The federal government is borrowing more and more money without a plan to balance its budget now or in the future—just like the wayward father in this easy-to-understand video from Debt Limit USA. With President Obama seeking the ability to raise the country’s debt limit all by himself—without the approval of Congress—this video from 2011 is again incredibly timely.
But Obama did not always have this stance on America’s debt. Then-Senator Obama in March 2006 decried the government’s inability to “pay its own bills,” calling a raise in the debt limit a “leadership failure”:
The fact that we are here today to debate raising America’s debt limit is a sign of leadership failure. It is a sign that the U.S. Government can’t pay its own bills. It is a sign that we now depend on ongoing financial assistance from foreign countries to finance our Government’s reckless fiscal policies.
Those “reckless fiscal policies” saddled future generations with the “burden of bad choices,” Obama said:
Leadership means that “the buck stops here.” Instead, Washington is shifting the burden of bad choices today onto the backs of our children and grandchildren. America has a debt problem and a failure of leadership. Americans deserve better. I therefore intend to oppose the effort to increase America’s debt limit.
Now that Obama is in the executive seat, he wants to not only raise the debt limit but do so without congressional debate. How things have changed. Senator Rob Portman (R-OH) and 43 other U.S. senators responded in a letter to Obama’s efforts to shift this administration’s bad choices “onto the backs of our children and grandchildren”:
Before World War I, Congress often authorized borrowing on a case-by-case basis.

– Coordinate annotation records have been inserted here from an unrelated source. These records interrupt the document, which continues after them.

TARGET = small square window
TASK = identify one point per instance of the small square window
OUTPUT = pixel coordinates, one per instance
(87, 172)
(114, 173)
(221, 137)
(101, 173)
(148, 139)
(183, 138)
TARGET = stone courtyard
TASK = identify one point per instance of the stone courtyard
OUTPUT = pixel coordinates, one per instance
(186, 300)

Over time, Congress transitioned to setting fixed borrowing allocations that could be used to finance full categories of federal borrowing, until the first modern debt limit was set at $45 billion in 1939. Since then, Congress and the President have come together to raise the debt limit more than 100 times to its current level of $16.394 trillion.

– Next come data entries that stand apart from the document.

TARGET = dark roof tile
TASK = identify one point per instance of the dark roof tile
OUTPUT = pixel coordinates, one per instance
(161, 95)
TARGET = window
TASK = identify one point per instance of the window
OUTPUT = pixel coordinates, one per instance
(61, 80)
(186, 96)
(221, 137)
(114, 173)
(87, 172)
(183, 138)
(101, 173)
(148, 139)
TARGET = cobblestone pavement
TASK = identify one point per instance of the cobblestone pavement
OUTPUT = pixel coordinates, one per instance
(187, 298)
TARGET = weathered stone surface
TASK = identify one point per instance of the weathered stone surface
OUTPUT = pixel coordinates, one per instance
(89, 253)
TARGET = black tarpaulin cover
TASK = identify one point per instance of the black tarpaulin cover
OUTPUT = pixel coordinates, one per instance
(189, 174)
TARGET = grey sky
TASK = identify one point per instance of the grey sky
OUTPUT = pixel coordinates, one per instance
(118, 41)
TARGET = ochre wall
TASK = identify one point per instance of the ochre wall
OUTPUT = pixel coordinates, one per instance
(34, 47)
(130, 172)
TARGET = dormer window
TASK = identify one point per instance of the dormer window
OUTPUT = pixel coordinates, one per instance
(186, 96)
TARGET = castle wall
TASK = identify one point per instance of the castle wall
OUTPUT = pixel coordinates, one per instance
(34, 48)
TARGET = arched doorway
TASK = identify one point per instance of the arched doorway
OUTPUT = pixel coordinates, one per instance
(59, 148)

Mr. President, while serving in the United States Senate, you acknowledged the Congress’s important role in establishing the debt limit when you voted against raising it in 2006. We believe that preserving Congress’s role in setting the debt limit is necessary to encourage deficit reduction and uphold our constitutional tradition of legislative control over borrowing.
Where will all this debt end up? Check out the video above to see the dad’s solution—which, sadly, is the solution lawmakers have turned to: future generations.